It’s an election year. Can you feel the excitement? No, me neither.
But that’s not stopping the political parties from trying to get us excited with some good old-fashioned political advertising. It may only be February, but we’re already seeing an increase in attack ads - some good, some bad, and some, which have left me questioning why the committee behind them got out of bed that morning.
To save you the trouble of judging them, each month, Creative Moment is going to bring you a round-up of each party’s activity—picking apart the ads and looking for themes and patterns in how our beloved politicians use adverts and comms to influence the public.
Why would we do this to ourselves? We’re not sure. But it should be entertaining - and you never know, we might all learn something.
And where better place to start than the master of the political photo - the Lib Dems.
I knew they wouldn’t let us down - it’s everything you love to see in one ad.
Vague cultural reference? Check.
Big CTA? Check.
Party leader in an awkward costume making an awkward pose? Check, check, and check.
Slight mocking of the composition aside, it’s a solid 6/10 ad.
Reminds the public the Lib Dems exist, reminds the political classes that they’re experts in winning seats off Tories in the blue wall, and gives the platform formerly known as Twitter a good laugh in the process. More of this please - because the other parties aren’t going to give us anywhere near as much fun.
We’ve all had that client, right? The one who knows their brand is going down the toilet, so is willing to try something, anything, to change direction. The current Conservative party is that client.
In theory, there’s a simple strategy at play for the Tories - paint Keir Starmer as an out-of-touch wrecking ball who can’t be trusted with the economy. The execution…well, it’s a work in progress.
Where to begin with this beauty? We’ve got a fairly obvious cultural reference, some dark and disturbing colours, and the most sinister photo of Keir Starmer the designer could find. And there’s a CTA which makes a vague stab at landing the reference.
There are so many problems with this ad that I’m going to limit myself to two in the interests of our collective sanity.
The first is that Keir Starmer is too boring for this to have an impact.
The Tories and right-wing press have spent years trying to brand Starmer as extreme and out-of-touch for such crimes as giving money towards his Mum’s donkey sanctuary or knowing things about the law.
The trouble is, this doesn’t chime with the public’s image of him. The public thinks he’s a dull man in a dull suit. The more extreme the portrait of him, the less likely it is to land because it doesn’t fit with the average voter’s impression of him.
Secondly, none of the references are mainstream enough to be instantly shareable by the average voter. Better Call Saul is a critically acclaimed American legal drama series, but niche and, crucially, no longer airing. And I think the designer was referencing the infamous Demon Eyes poster the Saatchi’s produced of Blair. That ad is a classic - because it landed the key points of political advertising: be obvious, have mass appeal, and make an argument. Better Call Keir does none of them.
The efforts don’t end with the ad either. To complement the digital ads, the Conservatives attempted to manufacture a PR story and photo opp by having the PM brandish a legal textbook that Keir Starmer wrote on European Human Rights law.

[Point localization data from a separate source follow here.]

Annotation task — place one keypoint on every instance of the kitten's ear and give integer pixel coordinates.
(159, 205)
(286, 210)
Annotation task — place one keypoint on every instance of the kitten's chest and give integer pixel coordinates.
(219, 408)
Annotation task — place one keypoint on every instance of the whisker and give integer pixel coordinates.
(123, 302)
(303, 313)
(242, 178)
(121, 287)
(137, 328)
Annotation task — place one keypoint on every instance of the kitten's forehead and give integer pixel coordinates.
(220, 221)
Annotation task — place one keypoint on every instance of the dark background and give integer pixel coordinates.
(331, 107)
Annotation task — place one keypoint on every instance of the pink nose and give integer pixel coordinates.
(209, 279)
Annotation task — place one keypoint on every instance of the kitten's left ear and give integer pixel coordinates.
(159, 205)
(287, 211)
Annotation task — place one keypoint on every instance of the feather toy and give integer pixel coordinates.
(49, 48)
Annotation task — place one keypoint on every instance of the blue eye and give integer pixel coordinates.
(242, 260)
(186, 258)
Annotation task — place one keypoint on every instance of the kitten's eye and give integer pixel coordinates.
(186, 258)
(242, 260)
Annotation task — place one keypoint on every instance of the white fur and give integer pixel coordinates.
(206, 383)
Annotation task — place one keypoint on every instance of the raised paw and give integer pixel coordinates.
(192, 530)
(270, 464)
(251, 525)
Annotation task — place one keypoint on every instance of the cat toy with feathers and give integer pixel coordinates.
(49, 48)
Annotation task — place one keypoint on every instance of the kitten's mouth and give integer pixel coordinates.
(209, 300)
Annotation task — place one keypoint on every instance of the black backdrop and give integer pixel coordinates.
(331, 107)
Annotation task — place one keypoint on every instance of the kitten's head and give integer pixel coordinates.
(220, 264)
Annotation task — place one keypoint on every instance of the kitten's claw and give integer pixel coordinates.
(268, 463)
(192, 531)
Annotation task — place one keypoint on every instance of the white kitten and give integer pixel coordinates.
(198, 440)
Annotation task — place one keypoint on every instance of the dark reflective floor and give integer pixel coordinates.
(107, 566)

Has there ever been a less exciting image than our PM holding a dense, dry textbook on Human Rights Law? It’s hard to think of one. And so it failed to cut through because the photo doesn’t tell a story.
Labour have gone for the PR classic and have opened a ‘pop-up.
Not one you can actually visit, but that doesn’t matter one bit for the story.
Rishi’s Raw Deals tells a story that matters to the average consumer - Rishi is giving you a raw deal. Where it falls down is in having two stats competing for attention - this would work far better if they went all in one stat and were not worried about hammering home the message.
As for the design, well, the less said, the better. Clearly, they’ve tried to channel high street bargain stores and ended up with something straight out of '90s Microsoft clip art.
It feels like a decent but forgettable effort - something which will have got some shares on Twitter and likes on Instagram, but ultimately is just a warm-up.
So that’s February in political advertising.
What have we learnt? That 90s design is in fashion and more importantly - personality, not policy is going to define the early months of the election.
Join us next month to see how that plays out.